In last week’s blog, I discussed the extraordinary analysis undertaken by Monroe County Supreme Court Justice Richard A. Dollinger in L.L. v. R.L. in order to apply the agreement made by parents at the time of their divorce to finance their children’s college education “according to their respective means at the time the child attends college.”
On October 18, 2012, the Appellate Division, Third Department in Cranston v. Horton, affirmed the determination of Ulster County Family Court Judge Marianne O. Mizel to uphold a Support Magistrate’s order that each parent contribute 33% towards the reasonable educational expenses of their unemancipated children.
The Family Court had applied the parties’ 2007 surviving divorce settlement agreement requirement that each party “shall assist with the children’s reasonable college educational expenses according to their relative means and abilities at the time of attendance.”
Contrary to the father’s suggestion, the equal contribution level fixed by Family Court does not conflict with this provision.
In another part of the lower court decision, the father’s application for a reduction in his child support obligation was granted based upon a reduction in his reduced adjusted gross income from $98,000 to $63,000.
Justice Dollinger’s analysis would look to a variety of factors to assess the “relative means” of the parties.
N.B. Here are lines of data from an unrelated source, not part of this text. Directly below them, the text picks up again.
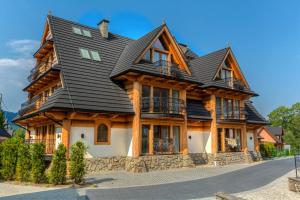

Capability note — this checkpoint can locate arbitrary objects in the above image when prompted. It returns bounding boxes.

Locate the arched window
[96,124,109,143]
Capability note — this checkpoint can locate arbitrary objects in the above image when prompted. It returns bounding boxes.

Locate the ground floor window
[141,125,181,155]
[217,128,242,152]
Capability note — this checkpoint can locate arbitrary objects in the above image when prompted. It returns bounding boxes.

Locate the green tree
[0,109,5,129]
[13,128,25,140]
[31,142,45,183]
[49,144,67,185]
[70,141,86,184]
[0,138,21,180]
[16,143,31,181]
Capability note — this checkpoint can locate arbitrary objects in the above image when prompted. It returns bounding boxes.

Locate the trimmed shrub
[49,144,67,185]
[70,141,86,184]
[260,142,276,158]
[31,142,45,183]
[0,138,21,180]
[16,143,31,181]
With how much is each parent left after considering their obligations. Here, the father had a child support obligation (apparently reduced in Cranston to $21,000), the maintenance obligation (unspecified), and the unspecified cost of student and other loans of one of the parties’ four children.
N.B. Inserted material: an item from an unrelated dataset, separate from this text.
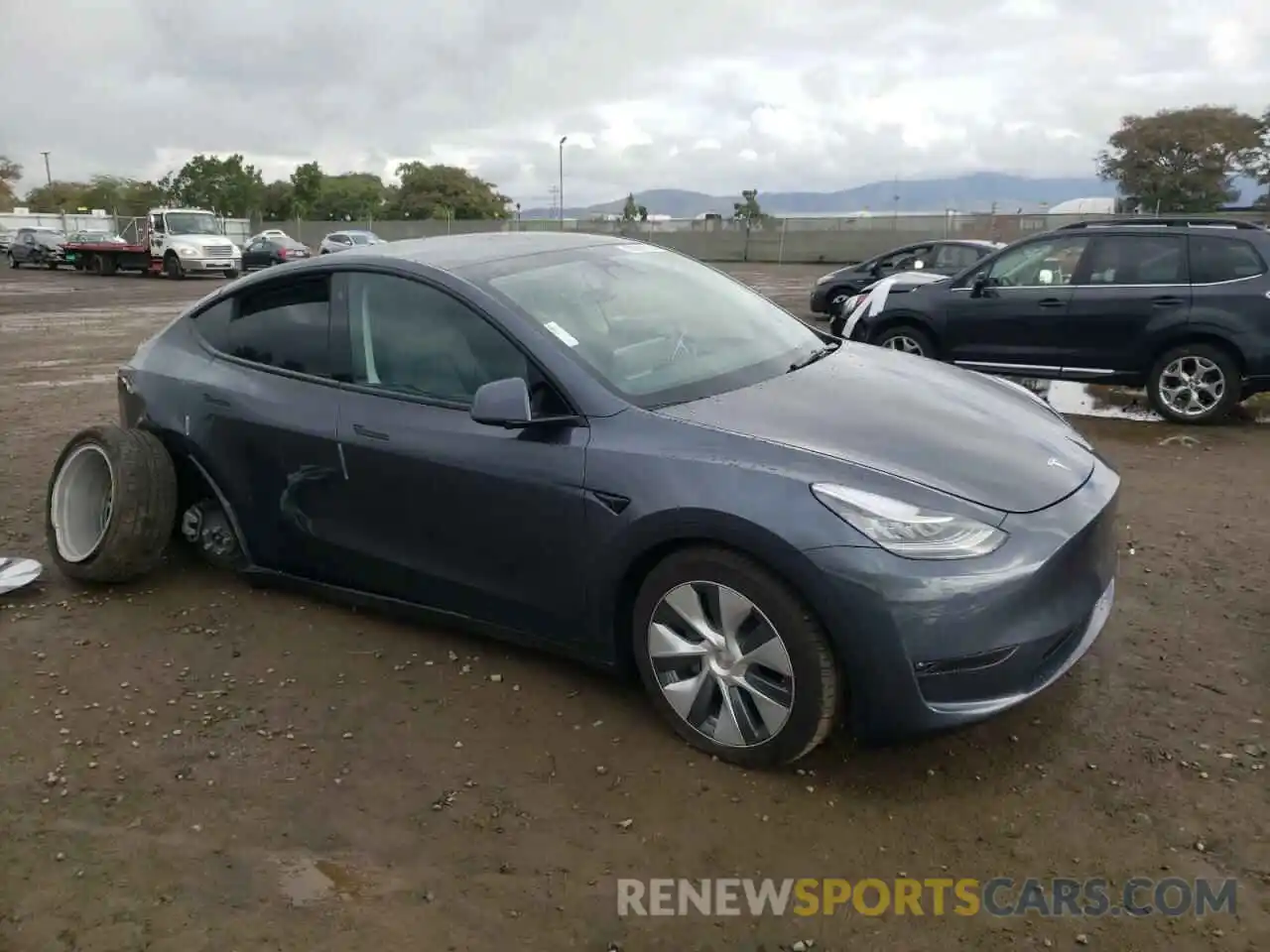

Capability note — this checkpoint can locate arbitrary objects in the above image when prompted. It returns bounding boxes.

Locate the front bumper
[181,258,242,272]
[807,458,1120,740]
The Appellate Division concluded that the father’s income still far exceeded that of the mother (more than $23,000 at the time of the parties’ 2007 agreement). Thus, the father was in no position to claim an injustice based upon equal contributions by the parties to their children’s educational expenses. The court gave no credence to the father’s contention that the Family Court impermissibly rewrote the parties’ agreement in affirming the Support Magistrate’s determination regarding educational expenses.
Cranston is just the most recent in a never-ending line of cases in which the court was asked to apply a standard the parties created, and could have defined for themselves but did not.
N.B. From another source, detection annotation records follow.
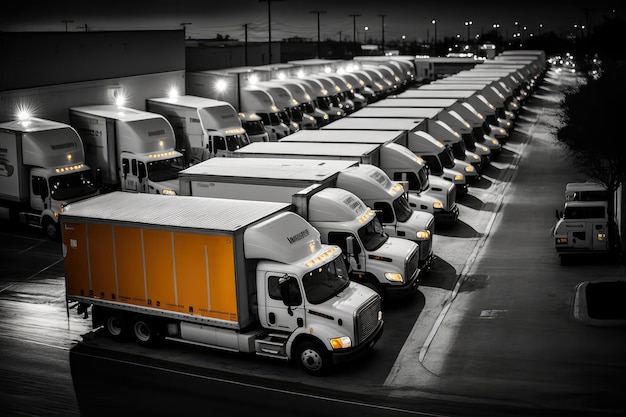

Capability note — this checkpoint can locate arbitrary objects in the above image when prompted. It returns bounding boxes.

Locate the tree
[557,62,626,252]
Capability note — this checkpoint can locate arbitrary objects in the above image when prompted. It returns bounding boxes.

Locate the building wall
[0,30,185,91]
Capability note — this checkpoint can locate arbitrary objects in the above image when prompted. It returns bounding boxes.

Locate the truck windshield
[393,194,413,223]
[359,217,389,251]
[148,157,184,182]
[302,256,350,304]
[226,135,250,151]
[49,171,96,200]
Justice Dollinger’s decision in L.L. v. R.L is remarkable, if not unique in providing the parties with a formula to resolve their issue as it will continue to arise in the future.
However, the parents in Cranston, have no such guidance, unless we are to assume that in all future years, each parent will pay one third of college expenses. Does that blanket holding reflect the “relative means” of the parties when they have two or more children in college at one time or if either of their incomes, or expenses, change.
It’s common, if not easy to settle a divorce by agreeing to determine the college expense responsibility at a later time. However, these recent cases suggest that divorcing parents would be wise to reach specific guidelines, if not a precise formula by which their future income and assets will be assessed to determine both the relative contrbutions of the parents as well as their share of the total cost.
Dana M. Loiacono, Esq., of Larkin, Axelrod, Ingrassia & Tetenbaum, LLP, of Newburgh, represented the father. Joshua N. Koplovitz, Esq., of the Pro Bono Appeals Program of Albany represented the mother.